I am always interested in hearing feedback on the tutorial, I hope you have enjoyed what has been provided so far.
User Management/JWT Authentication
New users can register by providing an email address and password
Existing users can obtain a JWT by providing their email address and password
JWT contains the following claims: time the token was issued, time the token expires, a value that identifies the user, and a flag that indicates if the user has administrator access
JWT is sent in access_token field of HTTP response after successful authentication with email/password
JWTs must expire after 1 hour (in production)
JWT is sent by client in Authorization field of request header
Requests must be rejected if JWT has been modified
Requests must be rejected if JWT is expired
If user logs out, their JWT is immediately invalid/expired
If JWT is expired, user must re-authenticate with email/password to obtain a new JWT
API Resource: Widget List
All users can retrieve a list of all widgets
All users can retrieve individual widgets by name
Users with administrator access can add new widgets to the database
Users with administrator access can edit existing widgets
Users with administrator access can delete widgets from the database
The widget model contains attributes with URL, datetime, timedelta and bool data types, along with normal text fields.

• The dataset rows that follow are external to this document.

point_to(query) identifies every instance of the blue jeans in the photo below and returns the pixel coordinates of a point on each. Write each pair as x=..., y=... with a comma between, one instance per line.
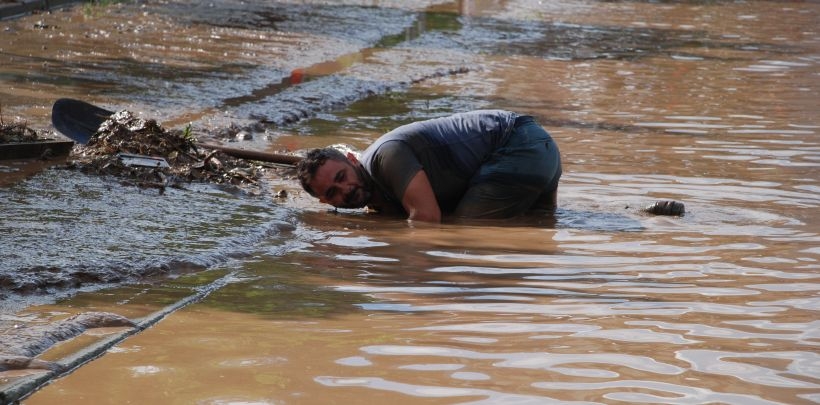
x=520, y=176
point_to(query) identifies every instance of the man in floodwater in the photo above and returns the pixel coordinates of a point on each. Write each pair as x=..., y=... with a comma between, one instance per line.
x=479, y=164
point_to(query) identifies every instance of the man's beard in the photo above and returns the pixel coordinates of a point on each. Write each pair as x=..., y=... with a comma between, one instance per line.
x=359, y=196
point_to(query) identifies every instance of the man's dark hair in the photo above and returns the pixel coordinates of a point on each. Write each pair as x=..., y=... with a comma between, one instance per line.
x=307, y=167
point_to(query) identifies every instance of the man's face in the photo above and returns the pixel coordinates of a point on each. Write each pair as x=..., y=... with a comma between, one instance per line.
x=340, y=184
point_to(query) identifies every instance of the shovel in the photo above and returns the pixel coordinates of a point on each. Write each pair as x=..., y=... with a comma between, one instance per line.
x=79, y=121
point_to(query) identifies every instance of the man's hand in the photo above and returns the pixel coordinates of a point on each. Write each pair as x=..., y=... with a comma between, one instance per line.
x=419, y=200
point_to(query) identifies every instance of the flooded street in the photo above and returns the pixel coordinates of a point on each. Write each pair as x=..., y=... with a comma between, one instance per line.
x=246, y=298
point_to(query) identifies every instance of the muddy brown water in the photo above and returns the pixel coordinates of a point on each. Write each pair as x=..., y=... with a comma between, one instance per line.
x=710, y=103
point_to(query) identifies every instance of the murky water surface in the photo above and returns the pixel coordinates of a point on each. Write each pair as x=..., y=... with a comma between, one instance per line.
x=710, y=103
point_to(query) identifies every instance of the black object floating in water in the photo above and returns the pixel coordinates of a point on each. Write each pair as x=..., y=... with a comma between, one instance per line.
x=666, y=207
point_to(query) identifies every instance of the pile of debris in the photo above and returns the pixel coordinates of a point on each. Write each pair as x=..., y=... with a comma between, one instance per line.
x=16, y=132
x=143, y=153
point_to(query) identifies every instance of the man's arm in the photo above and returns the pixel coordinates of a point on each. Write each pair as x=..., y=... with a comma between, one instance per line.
x=419, y=200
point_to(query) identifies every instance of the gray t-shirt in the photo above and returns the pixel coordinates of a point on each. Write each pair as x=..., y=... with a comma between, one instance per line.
x=449, y=149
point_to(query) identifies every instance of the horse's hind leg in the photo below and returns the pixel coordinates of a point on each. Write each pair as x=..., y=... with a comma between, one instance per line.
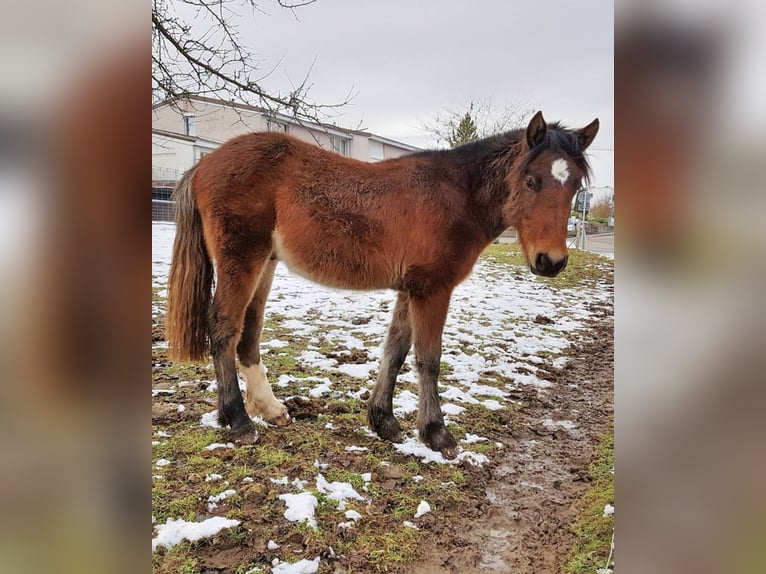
x=234, y=289
x=259, y=398
x=428, y=317
x=380, y=414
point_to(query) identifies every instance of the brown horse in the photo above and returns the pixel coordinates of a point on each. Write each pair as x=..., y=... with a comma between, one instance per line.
x=414, y=224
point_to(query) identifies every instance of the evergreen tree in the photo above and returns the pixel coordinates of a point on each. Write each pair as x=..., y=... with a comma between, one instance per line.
x=464, y=132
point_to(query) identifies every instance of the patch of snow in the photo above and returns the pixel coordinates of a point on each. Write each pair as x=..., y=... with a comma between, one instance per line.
x=300, y=507
x=357, y=371
x=173, y=531
x=423, y=508
x=551, y=424
x=492, y=405
x=275, y=344
x=216, y=445
x=301, y=567
x=316, y=360
x=472, y=438
x=353, y=515
x=210, y=420
x=414, y=447
x=450, y=409
x=321, y=389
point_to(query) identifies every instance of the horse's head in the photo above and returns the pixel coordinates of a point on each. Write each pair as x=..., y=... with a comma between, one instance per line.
x=543, y=179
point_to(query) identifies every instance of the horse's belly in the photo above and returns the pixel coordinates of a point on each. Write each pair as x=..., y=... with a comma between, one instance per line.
x=343, y=265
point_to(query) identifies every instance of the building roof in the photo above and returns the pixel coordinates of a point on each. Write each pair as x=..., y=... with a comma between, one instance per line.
x=328, y=128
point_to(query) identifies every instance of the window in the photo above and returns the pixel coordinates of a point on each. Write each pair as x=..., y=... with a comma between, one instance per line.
x=274, y=126
x=376, y=151
x=340, y=145
x=189, y=125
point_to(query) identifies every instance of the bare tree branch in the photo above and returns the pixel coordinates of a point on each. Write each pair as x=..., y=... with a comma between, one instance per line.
x=488, y=120
x=218, y=63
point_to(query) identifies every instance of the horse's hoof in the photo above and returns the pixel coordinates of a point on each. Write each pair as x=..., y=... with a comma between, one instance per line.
x=386, y=427
x=281, y=419
x=242, y=427
x=438, y=438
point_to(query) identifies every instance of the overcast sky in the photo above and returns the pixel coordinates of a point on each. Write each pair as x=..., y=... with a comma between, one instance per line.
x=409, y=59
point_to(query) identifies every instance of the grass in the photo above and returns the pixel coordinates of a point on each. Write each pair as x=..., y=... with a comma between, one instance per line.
x=594, y=530
x=583, y=268
x=378, y=542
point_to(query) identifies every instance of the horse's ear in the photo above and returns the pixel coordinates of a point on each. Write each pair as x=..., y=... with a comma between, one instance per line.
x=536, y=130
x=586, y=135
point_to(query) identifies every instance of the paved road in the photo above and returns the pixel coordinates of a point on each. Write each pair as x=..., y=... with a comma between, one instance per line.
x=602, y=243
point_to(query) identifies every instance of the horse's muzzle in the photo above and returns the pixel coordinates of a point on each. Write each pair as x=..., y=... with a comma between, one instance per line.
x=544, y=266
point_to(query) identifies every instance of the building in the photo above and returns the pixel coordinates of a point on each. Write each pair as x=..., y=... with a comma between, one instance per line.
x=183, y=133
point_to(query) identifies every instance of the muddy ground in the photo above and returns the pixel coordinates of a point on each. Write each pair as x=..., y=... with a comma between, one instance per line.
x=518, y=510
x=532, y=496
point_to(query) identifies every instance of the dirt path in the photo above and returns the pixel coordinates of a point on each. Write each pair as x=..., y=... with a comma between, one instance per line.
x=525, y=523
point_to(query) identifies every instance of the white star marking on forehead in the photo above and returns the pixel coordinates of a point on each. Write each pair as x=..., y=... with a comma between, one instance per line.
x=560, y=170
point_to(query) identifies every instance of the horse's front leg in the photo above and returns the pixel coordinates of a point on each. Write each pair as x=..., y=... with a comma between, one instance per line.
x=428, y=315
x=380, y=413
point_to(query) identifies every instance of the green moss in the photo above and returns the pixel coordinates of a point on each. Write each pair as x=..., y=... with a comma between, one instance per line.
x=391, y=549
x=339, y=475
x=270, y=457
x=178, y=560
x=457, y=477
x=594, y=530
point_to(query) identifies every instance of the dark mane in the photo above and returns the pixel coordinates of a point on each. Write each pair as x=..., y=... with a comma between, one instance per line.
x=487, y=160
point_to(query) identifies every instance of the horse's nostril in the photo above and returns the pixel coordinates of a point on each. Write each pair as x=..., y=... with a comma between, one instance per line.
x=541, y=261
x=559, y=266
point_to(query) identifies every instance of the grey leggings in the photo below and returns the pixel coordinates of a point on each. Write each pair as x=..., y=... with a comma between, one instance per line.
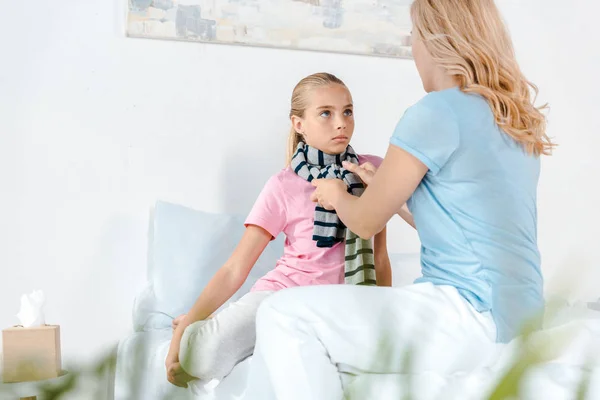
x=211, y=348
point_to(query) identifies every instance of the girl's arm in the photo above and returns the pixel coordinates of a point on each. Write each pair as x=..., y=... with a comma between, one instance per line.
x=388, y=191
x=383, y=267
x=405, y=214
x=366, y=172
x=228, y=279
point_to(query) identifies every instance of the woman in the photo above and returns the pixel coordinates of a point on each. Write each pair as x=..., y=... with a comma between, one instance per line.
x=466, y=159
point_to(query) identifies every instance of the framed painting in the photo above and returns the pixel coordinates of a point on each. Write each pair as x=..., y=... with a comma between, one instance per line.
x=366, y=27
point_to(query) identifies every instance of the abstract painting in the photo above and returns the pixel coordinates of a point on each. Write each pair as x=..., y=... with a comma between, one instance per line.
x=368, y=27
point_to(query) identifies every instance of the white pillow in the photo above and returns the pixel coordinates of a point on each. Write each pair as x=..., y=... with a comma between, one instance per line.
x=187, y=247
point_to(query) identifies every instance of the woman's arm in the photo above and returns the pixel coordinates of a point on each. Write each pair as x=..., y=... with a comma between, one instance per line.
x=383, y=267
x=395, y=181
x=228, y=279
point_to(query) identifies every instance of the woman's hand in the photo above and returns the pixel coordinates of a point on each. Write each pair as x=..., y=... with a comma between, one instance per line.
x=327, y=191
x=365, y=172
x=177, y=321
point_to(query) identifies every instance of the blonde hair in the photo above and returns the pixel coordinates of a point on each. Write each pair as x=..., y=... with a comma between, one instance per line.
x=300, y=99
x=468, y=38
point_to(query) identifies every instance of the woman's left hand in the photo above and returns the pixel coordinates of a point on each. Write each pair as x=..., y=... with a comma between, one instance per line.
x=327, y=191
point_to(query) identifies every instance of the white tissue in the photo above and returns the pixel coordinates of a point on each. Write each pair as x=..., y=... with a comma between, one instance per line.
x=32, y=309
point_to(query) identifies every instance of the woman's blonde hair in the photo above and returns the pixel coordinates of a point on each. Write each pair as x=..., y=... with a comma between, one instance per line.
x=468, y=38
x=300, y=99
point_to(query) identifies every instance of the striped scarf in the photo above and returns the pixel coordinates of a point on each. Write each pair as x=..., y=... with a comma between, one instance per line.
x=310, y=163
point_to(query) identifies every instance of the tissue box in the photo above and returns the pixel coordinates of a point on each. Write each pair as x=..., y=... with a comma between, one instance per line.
x=31, y=354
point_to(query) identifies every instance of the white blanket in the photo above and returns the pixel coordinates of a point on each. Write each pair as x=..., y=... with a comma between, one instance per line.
x=141, y=372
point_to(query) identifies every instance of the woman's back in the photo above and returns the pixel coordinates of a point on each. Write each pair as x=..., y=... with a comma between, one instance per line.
x=476, y=207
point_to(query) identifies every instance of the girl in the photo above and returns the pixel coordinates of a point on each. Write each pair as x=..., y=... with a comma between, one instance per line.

URL and datetime values must be validated before a new widget is added to the database (and when an existing widget is updated).
The widget model contains a "name" attribute which must be a string value containing only lowercase-letters, numbers and the "-" (hyphen character) or "_" (underscore character).
The widget model contains a "deadline" attribute which must be a datetime value where the date component is equal to or greater than the current date. The comparison does not consider the value of the time component when this comparison is performed.
Widget name must be validated before a new widget is added to the database (and when an existing widget is updated).
If input validation fails either when adding a new widget or editing an existing widget, the API response must include error messages indicating the name(s) of the fields that failed validation.